Department of Bionanotechnology and Bio-Convergence Engineering, Jeonbuk National University, 567 Baekje-daero, Deokjin-gu, Jeonju-si, Jeollabuk-do 54896, Republic of Korea.
Department of Polymer-Nano Science and Technology, Jeonbuk National University, 567 Baekje-daero, Deokjin-gu, Jeonju-si, Jeollabuk-do 54896, Republic of Korea.
ACS Appl Bio Mater. 2021 Feb 15;4(2):1771-1782. doi: 10.1021/acsabm.0c01516. Epub 2021 Feb 1.
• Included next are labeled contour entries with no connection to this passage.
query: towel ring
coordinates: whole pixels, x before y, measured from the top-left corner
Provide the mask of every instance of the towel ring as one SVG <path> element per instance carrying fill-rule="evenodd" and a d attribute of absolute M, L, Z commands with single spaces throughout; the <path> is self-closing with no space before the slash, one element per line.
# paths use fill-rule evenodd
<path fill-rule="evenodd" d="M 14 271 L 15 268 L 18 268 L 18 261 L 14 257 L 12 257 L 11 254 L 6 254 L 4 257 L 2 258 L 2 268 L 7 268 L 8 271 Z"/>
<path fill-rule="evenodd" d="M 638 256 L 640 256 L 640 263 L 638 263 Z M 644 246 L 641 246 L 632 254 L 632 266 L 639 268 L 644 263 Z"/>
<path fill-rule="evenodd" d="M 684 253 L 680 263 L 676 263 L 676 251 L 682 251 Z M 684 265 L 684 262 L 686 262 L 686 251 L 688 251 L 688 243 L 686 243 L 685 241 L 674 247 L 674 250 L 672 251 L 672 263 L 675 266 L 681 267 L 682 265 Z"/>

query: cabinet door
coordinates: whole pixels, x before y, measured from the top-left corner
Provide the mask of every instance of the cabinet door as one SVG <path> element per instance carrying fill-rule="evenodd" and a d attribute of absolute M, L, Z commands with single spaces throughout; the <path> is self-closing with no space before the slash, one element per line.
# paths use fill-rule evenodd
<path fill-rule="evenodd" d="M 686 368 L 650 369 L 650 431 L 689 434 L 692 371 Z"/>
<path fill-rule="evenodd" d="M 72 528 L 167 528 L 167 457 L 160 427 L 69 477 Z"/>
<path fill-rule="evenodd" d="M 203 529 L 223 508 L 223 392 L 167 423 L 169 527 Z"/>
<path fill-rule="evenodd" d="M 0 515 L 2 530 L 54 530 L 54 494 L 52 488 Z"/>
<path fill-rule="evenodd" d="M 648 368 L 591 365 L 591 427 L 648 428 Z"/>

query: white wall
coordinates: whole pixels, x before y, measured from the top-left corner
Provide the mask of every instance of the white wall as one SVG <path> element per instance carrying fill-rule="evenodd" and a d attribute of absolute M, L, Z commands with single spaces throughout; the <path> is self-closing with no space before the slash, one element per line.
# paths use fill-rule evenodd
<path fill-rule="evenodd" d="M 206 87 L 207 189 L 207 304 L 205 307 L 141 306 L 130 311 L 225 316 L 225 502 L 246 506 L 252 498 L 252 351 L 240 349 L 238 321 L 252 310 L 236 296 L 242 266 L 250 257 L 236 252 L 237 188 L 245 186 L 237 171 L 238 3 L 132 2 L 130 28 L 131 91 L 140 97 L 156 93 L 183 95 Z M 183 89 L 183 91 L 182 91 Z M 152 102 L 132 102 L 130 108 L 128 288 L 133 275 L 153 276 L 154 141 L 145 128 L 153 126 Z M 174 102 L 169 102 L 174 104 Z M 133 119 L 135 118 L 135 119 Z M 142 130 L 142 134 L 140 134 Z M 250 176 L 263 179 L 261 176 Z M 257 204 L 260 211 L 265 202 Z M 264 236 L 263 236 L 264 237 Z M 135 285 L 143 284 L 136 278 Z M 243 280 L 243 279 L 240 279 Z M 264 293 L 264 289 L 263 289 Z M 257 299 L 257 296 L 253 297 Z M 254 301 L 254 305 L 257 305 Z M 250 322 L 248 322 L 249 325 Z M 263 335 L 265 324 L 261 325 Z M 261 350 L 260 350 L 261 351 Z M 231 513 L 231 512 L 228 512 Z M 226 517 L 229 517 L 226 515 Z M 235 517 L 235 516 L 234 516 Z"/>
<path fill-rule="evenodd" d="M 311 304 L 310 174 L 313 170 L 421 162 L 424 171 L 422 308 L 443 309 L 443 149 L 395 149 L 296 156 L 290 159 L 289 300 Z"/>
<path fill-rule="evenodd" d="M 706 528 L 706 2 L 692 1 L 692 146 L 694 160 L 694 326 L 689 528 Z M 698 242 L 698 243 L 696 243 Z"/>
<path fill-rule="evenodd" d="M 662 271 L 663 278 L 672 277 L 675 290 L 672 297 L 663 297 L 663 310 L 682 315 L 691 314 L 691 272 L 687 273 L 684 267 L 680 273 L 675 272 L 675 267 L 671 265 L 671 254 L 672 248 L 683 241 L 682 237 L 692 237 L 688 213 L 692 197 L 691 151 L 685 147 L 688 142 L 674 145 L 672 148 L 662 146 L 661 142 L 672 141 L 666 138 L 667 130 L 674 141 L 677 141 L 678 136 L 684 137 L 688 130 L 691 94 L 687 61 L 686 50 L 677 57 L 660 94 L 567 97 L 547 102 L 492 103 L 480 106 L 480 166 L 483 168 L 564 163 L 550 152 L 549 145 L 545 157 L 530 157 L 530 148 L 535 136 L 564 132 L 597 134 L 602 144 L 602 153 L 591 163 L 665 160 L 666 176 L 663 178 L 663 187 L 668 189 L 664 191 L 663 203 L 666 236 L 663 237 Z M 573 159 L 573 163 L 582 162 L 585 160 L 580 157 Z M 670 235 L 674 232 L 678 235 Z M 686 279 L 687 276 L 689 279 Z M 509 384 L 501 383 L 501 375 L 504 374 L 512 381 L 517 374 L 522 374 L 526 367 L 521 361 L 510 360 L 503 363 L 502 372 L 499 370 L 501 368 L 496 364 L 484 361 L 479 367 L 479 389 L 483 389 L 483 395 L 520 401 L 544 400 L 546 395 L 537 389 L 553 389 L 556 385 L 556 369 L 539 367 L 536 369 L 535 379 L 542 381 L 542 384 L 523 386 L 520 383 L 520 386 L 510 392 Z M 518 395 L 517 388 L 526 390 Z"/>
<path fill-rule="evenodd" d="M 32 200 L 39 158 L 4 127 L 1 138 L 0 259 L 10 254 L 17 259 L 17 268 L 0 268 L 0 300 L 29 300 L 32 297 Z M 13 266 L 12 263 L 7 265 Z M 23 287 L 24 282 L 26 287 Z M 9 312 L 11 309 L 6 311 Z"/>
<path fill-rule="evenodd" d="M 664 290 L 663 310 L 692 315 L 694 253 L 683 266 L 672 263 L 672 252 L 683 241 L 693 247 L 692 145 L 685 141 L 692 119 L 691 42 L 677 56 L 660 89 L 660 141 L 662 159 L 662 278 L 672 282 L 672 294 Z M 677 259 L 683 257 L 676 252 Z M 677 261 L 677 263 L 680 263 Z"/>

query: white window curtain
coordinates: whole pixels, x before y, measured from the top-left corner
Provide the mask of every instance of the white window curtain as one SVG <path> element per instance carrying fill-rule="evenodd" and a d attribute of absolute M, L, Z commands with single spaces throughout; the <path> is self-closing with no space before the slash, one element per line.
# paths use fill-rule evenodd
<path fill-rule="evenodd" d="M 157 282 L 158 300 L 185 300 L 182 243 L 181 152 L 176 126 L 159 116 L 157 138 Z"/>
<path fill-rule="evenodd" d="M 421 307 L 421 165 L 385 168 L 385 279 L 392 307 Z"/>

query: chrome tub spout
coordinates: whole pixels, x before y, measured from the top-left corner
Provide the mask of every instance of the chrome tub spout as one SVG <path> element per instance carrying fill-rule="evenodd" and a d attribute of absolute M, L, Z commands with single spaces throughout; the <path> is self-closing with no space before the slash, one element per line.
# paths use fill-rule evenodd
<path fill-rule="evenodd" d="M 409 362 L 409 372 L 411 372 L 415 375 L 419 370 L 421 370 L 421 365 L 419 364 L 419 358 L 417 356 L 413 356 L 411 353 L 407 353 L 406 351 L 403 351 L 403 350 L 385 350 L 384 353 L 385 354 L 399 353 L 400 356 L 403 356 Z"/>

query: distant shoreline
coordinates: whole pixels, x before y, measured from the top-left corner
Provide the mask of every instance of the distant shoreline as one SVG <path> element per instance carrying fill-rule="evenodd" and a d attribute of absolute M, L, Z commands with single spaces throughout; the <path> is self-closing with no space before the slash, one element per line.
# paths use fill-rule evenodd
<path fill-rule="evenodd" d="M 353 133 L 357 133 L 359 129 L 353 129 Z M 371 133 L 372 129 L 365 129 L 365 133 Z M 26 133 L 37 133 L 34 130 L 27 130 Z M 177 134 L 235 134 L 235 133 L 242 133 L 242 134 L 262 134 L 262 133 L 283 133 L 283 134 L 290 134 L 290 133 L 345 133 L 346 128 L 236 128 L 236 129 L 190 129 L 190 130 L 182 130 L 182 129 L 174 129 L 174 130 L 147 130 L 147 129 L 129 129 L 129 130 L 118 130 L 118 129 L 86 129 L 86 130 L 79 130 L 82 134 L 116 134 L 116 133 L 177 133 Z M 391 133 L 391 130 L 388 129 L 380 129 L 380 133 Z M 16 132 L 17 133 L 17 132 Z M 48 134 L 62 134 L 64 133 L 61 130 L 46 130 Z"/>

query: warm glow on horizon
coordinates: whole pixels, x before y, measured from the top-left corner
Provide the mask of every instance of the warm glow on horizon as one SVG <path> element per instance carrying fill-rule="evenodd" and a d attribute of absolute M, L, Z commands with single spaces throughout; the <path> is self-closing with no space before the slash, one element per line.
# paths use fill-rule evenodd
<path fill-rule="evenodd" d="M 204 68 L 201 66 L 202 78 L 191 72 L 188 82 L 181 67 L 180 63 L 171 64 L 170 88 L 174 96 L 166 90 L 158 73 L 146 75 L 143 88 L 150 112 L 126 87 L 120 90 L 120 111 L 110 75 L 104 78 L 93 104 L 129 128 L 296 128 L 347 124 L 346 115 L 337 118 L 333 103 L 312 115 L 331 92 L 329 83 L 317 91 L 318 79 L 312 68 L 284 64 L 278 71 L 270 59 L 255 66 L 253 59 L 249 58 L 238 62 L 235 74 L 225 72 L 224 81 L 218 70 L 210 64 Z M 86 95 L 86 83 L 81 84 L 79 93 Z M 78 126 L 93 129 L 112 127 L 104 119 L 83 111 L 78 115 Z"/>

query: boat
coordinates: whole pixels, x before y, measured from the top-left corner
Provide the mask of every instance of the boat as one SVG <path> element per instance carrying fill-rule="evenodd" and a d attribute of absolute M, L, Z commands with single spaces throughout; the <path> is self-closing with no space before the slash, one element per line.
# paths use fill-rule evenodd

In this study, dopamine-functionalized gellan gum (DFG) hydrogel was prepared as a carrier for retinal pigment epithelium (RPE) cell delivery a carbodiimide reaction. The carboxylic acid of gellan gum (GG) was replaced with catechol in a 21.3% yield, which was confirmed by NMR. Sol fraction and weight loss measurements revealed that dopamine improved degradability in the GG hydrogel. Measurements of the viscosity, injection force, and compressibility also showed that dopamine-functionalized GG hydrogels had more desirable rheological/mechanical properties for improving injectability. These characteristics were confirmed to arise from the GG's helix structure loosened by the dopamine's bulky nature. Moreover, dopamine's hydrophilic characteristics were confirmed to create a more favorable microenvironment for cell growth by promoting swelling capability and cell attachment. This improved biocompatibility became more pronounced when the hydrophilicity of dopamine was combined with a larger specific surface area stemming from the less porous structure of the dopamine-grafted hydrogels. This effect was apparent from the live/dead staining images of the as-prepared hydrogels. Meanwhile, the nonionic cross-linked DFG (DG) hydrogel showed the lowest protein expression in the immunofluorescence staining images obtained after 28 days of culture, supporting that it had the highest degradability and associated cell-releasing ability. That tendency was also observed in the gene expression data acquired by real-time polymerase chain reaction (RT-PCR) analysis. RT-PCR analysis also revealed that the DG hydrogel carrier could upregulate the visual function-related gene of RPE. Overall, the DG hydrogel system demonstrated its feasibility as a carrier of RPE cells and its potential as a means of improving visual function.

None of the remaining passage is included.